Introduction

The discovery of such a wealth of apparently ‘elementary’ particles stimulated new activity in the search for a pattern amongst them, as a first step towards the understanding of their nature. The discovery of such a pattern is analogous to, for instance, the discovery of the Rydberg formula in atomic spectroscopy. The Bohr atom finally provided an explanation of the formula, and we shall see that the quark model provides an explanation of the symmetry pattern of the elementary particles.

We have already become familiar with the limited symmetry of isotopic spin multiplets. In that case we grouped together particles which were the same except for properties associated with the electric charge. The degeneracy of the multiplet is removed by the symmetry-breaking Coulomb interaction. Alternatively, we can regard the members of the multiplet as states linked by rotations in isotopic spin space and we can define a group of rotation operators which enable us to step from one state to another.

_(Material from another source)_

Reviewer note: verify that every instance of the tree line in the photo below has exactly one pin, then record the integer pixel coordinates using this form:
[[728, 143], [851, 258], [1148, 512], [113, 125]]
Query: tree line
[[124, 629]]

The Coulomb interaction is not strong compared with the so called ‘strong’ interactions, and the symmetry breaking to which it gives rise is small. For instance, the masses of particles in the same isotopic spin multiplet differ only by at most a few per cent. In order to extend the symmetry, to group larger numbers of particles together, we must recognise the existence of much stronger symmetry breaking forces since the mass differences between, say, I-spin multiplets, are substantial, even compared with the particle masses themselves.